Tuesday, November 22, 2011

Come Back to Your Senses: The Five Senses


Actors face difficulty communicating truthfully when they resort to the mechanics of what they’ve practiced, and not the truth of what they see, smell, taste, hear and touch on stage. Delving into the five senses can help you truthfully navigate your way around the stage. For instance, consider how the smell of a special perfume reminds you of your wife. Feelings of love stir up in you simply from using your sense of smell. How you respond to different tastes is no different. Consider how you taste something too hot and it burns your mouth or a sip of your favorite hazelnut coffee, causing chills down your back and content thoughts. Sense also helps when applying endowment; using physical objects your character is acting with, and giving them the same characteristics, as they would have in real life or in the scene.

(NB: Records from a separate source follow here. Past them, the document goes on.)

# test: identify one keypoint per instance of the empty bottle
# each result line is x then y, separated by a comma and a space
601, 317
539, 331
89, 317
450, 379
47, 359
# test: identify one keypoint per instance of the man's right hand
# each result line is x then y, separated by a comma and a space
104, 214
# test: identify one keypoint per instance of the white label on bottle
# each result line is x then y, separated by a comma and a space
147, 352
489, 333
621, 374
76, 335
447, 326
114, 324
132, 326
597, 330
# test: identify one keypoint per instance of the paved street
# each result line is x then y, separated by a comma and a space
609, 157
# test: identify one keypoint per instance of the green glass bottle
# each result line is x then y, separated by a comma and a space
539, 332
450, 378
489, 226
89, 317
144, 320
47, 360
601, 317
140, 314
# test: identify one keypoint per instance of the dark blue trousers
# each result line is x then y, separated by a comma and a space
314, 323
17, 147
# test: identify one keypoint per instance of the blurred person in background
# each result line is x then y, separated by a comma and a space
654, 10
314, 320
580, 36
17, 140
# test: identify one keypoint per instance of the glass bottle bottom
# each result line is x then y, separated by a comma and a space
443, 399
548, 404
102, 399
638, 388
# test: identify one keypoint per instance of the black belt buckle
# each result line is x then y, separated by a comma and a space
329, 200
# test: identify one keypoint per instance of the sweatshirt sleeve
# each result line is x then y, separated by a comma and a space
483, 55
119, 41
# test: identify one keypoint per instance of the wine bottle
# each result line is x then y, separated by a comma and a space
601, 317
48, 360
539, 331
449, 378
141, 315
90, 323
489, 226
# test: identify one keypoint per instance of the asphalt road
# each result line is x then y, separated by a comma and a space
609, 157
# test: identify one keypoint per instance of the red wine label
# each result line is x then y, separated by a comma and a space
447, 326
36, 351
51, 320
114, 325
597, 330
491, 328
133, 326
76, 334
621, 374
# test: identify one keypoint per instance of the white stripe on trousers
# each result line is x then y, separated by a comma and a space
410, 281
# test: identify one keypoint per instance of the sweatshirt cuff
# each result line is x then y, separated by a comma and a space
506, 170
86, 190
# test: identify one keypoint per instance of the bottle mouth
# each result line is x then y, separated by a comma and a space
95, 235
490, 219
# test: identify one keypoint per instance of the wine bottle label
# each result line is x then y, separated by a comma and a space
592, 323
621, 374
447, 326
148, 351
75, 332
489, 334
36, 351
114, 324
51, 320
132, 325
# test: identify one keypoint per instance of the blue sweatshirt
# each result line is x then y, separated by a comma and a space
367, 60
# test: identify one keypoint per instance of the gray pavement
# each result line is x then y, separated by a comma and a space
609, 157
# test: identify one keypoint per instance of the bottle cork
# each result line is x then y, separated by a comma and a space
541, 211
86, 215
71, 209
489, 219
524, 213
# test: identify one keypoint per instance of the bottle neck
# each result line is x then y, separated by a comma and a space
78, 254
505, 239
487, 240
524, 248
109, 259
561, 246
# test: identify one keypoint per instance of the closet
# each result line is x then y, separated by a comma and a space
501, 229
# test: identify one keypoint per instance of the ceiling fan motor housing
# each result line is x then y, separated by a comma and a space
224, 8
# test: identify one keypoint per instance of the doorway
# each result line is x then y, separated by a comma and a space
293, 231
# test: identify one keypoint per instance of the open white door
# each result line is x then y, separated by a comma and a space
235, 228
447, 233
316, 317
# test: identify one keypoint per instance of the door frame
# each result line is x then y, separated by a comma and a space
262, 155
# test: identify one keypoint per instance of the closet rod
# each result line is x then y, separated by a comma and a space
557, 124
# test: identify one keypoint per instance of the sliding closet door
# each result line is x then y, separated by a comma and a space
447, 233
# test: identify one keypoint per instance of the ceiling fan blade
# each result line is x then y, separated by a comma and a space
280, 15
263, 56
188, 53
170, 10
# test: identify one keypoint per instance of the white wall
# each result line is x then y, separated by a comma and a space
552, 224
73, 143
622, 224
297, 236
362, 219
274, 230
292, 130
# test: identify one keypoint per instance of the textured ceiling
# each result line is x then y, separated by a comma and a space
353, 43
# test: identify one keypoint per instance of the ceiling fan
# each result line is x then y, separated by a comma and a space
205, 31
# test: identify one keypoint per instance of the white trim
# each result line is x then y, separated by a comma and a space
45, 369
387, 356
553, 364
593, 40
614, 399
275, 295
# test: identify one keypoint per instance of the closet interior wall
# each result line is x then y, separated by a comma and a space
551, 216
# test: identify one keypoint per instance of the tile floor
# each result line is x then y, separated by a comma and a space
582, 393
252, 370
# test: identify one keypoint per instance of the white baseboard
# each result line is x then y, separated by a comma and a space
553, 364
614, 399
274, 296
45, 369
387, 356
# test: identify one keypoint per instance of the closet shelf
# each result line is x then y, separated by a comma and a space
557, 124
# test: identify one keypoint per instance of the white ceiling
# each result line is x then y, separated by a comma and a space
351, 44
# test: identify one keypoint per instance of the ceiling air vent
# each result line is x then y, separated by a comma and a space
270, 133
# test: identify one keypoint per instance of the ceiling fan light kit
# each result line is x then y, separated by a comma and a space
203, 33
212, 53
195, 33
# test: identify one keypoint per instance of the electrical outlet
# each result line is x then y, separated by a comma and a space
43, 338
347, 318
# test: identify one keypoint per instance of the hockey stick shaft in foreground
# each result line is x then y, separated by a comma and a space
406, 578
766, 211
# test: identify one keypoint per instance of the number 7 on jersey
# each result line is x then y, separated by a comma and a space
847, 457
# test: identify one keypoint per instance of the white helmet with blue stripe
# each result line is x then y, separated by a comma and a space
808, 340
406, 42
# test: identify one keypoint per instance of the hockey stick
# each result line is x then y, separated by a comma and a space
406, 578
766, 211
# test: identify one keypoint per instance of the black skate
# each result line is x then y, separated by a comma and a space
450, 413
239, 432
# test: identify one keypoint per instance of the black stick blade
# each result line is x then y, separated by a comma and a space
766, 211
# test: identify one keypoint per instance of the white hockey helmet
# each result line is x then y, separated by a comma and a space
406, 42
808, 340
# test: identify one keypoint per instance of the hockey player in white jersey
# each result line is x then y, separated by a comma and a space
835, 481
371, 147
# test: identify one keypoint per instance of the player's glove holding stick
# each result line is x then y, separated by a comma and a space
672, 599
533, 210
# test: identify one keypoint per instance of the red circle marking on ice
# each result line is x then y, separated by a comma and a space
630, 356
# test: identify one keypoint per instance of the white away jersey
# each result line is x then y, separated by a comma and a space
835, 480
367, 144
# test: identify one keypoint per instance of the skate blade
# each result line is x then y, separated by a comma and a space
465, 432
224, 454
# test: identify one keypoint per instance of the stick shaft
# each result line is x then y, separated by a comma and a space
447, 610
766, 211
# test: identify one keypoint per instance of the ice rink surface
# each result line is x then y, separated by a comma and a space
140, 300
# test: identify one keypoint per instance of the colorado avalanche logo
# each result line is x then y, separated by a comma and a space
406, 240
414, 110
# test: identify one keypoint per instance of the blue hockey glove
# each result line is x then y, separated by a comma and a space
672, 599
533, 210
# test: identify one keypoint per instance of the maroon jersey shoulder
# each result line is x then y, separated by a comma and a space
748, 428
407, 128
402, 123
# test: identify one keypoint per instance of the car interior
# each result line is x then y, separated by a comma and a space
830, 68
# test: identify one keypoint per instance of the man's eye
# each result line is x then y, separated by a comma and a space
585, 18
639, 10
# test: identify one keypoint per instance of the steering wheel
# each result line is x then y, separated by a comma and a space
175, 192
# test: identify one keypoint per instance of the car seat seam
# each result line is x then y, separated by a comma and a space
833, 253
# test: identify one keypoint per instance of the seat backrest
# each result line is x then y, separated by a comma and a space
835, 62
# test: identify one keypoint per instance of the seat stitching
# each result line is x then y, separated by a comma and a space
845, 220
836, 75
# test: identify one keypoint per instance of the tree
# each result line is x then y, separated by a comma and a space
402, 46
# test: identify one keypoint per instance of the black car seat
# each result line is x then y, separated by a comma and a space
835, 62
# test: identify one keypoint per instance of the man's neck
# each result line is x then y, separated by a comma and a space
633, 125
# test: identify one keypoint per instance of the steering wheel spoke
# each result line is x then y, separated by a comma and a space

For example, as an “actor” you may be required to drink a mug of water, which to the character is “coffee.” By knowing how your mouth reacts and physically responds to drinking coffee, you will be able to truly taste and react to the “coffee” or the water you’re drinking in the scene. Touch is also important when considering relationships. For instance, you don’t perform the same hug for everyone, do you? No! You’d be in a bit of trouble if you hugged a college professor the way you hugged your best girlfriend. These senses are all things to keep in mind to perform accuracy with other characters on stage, depending on the relationships.
In your every day life, be more aware of how you react to all of your senses. If your character has to cry at the funeral of his or her dead mother, think how you, as an actor, would react if that mother were your own? Don’t you think these feelings or at least similar feelings would occur that could eventually grow into something more? In order to respond truthfully to what is required of your character, you must truly see. The ultimate goal is for an actor to develop all five senses to apply when necessary, but this takes a lifetime of practice. When using the sense of hearing, it is important to actually LISTEN, not just “hear your cue.” Accept these words for the first time, hearing them from your characters point of view, not from you as an actor, (who already knows the outcome.) We also communicate with our eyes and expressions in real life. It is important to interpret an actor’s words by how they move them. Simply holding eye contact with an actor is uncomfortable and unnatural to that of real people. When people in life communicate, they hold eye contact at times, but not in all cases. Sometimes, they talk and look away when they are angry. There are many things that occur within the emotions of a character. For example, the outside intrusions that distract eye contact or affect an individual speaking to another may occur. Ultimately, the five senses are vital aspects of truth that an actor can use to communicate by applying them on stage. Avoid the clichés and always stay truthful to the moment-by-moment circumstances.